Howell v. The Buckeye Ranch (U.S. District Court, Southern District of Ohio)
The plaintiff/employee in Howell filed a sexual harassment lawsuit based on alleged inappropriate touching and sexual comments. The defendant/employer filed an application with the court to compel the employee to disclose names and passwords for each social networking site she used. The employer argued that the information was relevant to whether the alleged acts even happened, and to her current emotional state.
While the court acknowledged that generally “information in the private section of a social media account is discoverable,” the court ruled that the employer’s request for free and unfettered access was overbroad: “The fact that the information defendants seek is in an electronic file as opposed to a file cabinet does not give them the right to rummage through the entire file.”
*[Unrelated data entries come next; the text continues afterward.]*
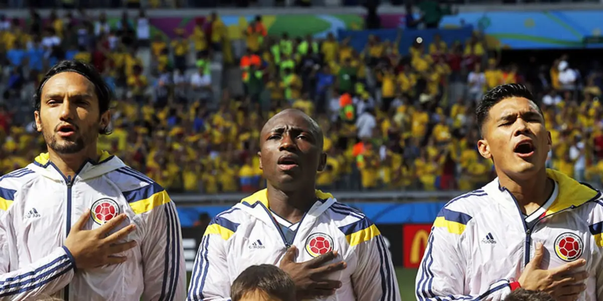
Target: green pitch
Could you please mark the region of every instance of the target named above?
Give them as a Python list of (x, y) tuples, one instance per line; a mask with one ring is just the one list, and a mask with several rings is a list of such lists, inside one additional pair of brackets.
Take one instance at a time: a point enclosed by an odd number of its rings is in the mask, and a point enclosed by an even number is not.
[[(402, 300), (405, 301), (415, 300), (414, 281), (417, 270), (414, 268), (396, 268), (396, 276), (398, 278), (398, 286)], [(191, 272), (187, 273), (186, 283), (190, 283)]]

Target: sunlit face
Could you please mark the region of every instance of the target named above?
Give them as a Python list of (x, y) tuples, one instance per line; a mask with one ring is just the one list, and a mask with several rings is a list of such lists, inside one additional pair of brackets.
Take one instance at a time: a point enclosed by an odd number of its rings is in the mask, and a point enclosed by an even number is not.
[(528, 178), (545, 168), (551, 134), (534, 102), (524, 98), (503, 99), (490, 110), (478, 142), (484, 158), (494, 160), (496, 172)]
[(303, 113), (290, 111), (268, 120), (260, 135), (260, 168), (268, 183), (288, 190), (324, 168), (322, 141)]
[(46, 82), (40, 96), (36, 125), (49, 149), (69, 154), (96, 145), (110, 116), (100, 114), (92, 82), (76, 72), (62, 72)]

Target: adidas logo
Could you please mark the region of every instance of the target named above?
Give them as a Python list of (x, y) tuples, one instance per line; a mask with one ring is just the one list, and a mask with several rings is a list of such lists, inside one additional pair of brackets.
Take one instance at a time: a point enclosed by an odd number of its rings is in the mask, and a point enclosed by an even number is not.
[(25, 219), (31, 219), (32, 217), (40, 217), (40, 214), (34, 208), (31, 208), (31, 210), (30, 210), (30, 212), (25, 215)]
[(494, 237), (491, 233), (488, 233), (486, 238), (482, 240), (482, 243), (485, 244), (495, 244), (496, 241), (494, 240)]
[(249, 246), (249, 249), (265, 249), (266, 247), (262, 244), (262, 241), (260, 240), (257, 240), (253, 242), (251, 246)]

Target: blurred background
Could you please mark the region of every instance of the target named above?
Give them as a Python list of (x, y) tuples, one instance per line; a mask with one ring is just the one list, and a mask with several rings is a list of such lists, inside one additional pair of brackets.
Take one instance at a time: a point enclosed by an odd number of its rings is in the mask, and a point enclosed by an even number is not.
[(601, 186), (603, 2), (1, 0), (0, 174), (45, 151), (32, 95), (63, 59), (113, 88), (99, 146), (167, 188), (190, 269), (212, 216), (265, 186), (264, 123), (303, 110), (326, 133), (319, 188), (389, 243), (404, 299), (446, 202), (491, 181), (473, 113), (527, 85), (548, 165)]

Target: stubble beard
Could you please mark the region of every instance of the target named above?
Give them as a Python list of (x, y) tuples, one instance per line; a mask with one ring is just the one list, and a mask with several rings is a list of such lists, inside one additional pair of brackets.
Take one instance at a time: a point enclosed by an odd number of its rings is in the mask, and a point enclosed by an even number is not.
[[(58, 154), (71, 155), (81, 152), (96, 138), (95, 134), (98, 132), (98, 129), (90, 129), (90, 131), (95, 131), (83, 133), (83, 135), (76, 134), (78, 137), (75, 138), (75, 140), (63, 138), (62, 141), (58, 141), (57, 137), (54, 131), (48, 132), (48, 131), (42, 130), (42, 135), (44, 136), (44, 140), (46, 141), (49, 149), (52, 149)], [(84, 139), (84, 138), (86, 138)]]

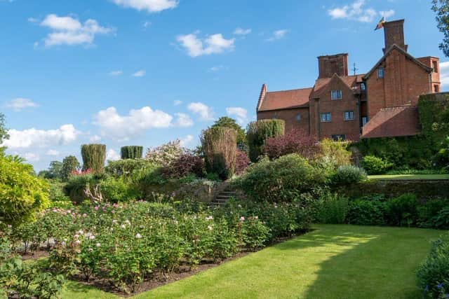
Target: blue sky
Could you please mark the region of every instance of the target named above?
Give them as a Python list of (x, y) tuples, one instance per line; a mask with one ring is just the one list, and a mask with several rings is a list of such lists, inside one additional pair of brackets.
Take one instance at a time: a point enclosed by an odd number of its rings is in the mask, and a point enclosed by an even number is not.
[(262, 83), (312, 86), (319, 55), (347, 52), (368, 71), (382, 14), (406, 19), (413, 55), (449, 60), (430, 2), (0, 0), (6, 145), (36, 170), (85, 143), (107, 144), (109, 158), (123, 145), (193, 147), (220, 116), (255, 119)]

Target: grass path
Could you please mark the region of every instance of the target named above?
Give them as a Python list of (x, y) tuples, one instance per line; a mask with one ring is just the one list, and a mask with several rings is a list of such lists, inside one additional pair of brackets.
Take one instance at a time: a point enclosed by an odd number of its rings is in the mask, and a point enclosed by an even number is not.
[[(441, 231), (314, 225), (304, 236), (136, 297), (416, 298), (415, 270)], [(63, 298), (114, 296), (71, 283)]]
[(449, 174), (384, 174), (368, 176), (370, 180), (448, 180)]

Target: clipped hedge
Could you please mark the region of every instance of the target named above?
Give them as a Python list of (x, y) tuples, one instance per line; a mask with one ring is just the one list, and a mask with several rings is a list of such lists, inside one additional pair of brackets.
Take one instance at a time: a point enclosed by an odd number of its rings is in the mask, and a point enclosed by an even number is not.
[(105, 171), (106, 160), (106, 146), (105, 144), (83, 144), (83, 170), (91, 169), (94, 174), (102, 174)]
[(259, 156), (263, 154), (263, 146), (267, 139), (283, 135), (285, 130), (286, 122), (282, 120), (262, 120), (250, 123), (246, 139), (251, 161), (257, 162)]
[(122, 160), (142, 159), (143, 146), (127, 146), (120, 149)]

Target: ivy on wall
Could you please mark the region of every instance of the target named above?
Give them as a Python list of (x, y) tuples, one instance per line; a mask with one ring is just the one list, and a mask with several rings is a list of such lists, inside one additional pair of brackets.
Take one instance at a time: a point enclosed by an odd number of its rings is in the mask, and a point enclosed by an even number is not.
[(362, 139), (353, 144), (362, 155), (382, 158), (395, 168), (424, 169), (434, 165), (435, 155), (449, 135), (449, 93), (424, 95), (418, 104), (420, 134), (411, 137)]

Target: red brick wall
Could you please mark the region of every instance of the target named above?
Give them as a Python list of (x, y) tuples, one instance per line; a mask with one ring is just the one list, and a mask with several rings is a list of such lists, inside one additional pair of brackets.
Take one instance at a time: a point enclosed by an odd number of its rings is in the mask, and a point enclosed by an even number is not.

Mailhoit v. Home Depot (U.S. District Court, Central District of California)
The plaintiff in Mailhoit also filed an employment discrimination case, in which the defendant/employer also asked the court to order the production of certain “profiles, postings or messages” from the employee’s social networking sites. Notably, the employer supported its request by pointing to certain testimony at the employee’s deposition.
The court noted that social media could be discoverable if the request contains “reasonable particularity” of what is actually being requested, and seeks information that is “reasonably calculated to lead to the discovery of admissible evidence.” While the court found that generalized requests for certain postings allegedly relating to the employee’s emotional state did not meet those exacting standards under the facts of that case, the court did allow the employer to obtain from the employee all social networking communications (messages, wall postings, etc.) between the employee “and any current of former Home Depot employees, or which in any way refer . . . to her employment at Home Depot or this lawsuit[.]”
Employer Take Away: What should you as an employer take away from this development?
The courts’ decisions in Howell and Mailhoit represent two sides of the discovery spectrum, and offer two quick takeaway points:
Point 1. The trend continues to favor employers who seek to discover social networking posts by and involving the employees who sue them. Subject to Point 2….
Point 2. You will be more likely successful in any request to the court if you can show that the requests made are narrowly-tailored, and are supported by evidence connecting the information you seek and your particular case, rather than a generalized feeling, suspicion, or hope that the social networking site “might have” some useful smoking gun. Thus, generalized arguments might not work if they can be applied in virtually every action, and have no connection to the particular case before the court (i.e., we want to see if plaintiff denies the acts took place, or, we want to see if plaintiff acts happy in her social media activity). On the other hand, showing a likelihood of a contradiction with prior testimony, or with a particular claim or statement made in your lawsuit, together with a narrowly crafted request that is not simply seeking “anything and everything” on Facebook, might do the trick.
In short, setting the foundation during deposition questioning in the right case, and then properly tailoring your requests for social networking information, will go a long way to maximizing your success rate in obtaining something that may be of use in your lawsuit defense.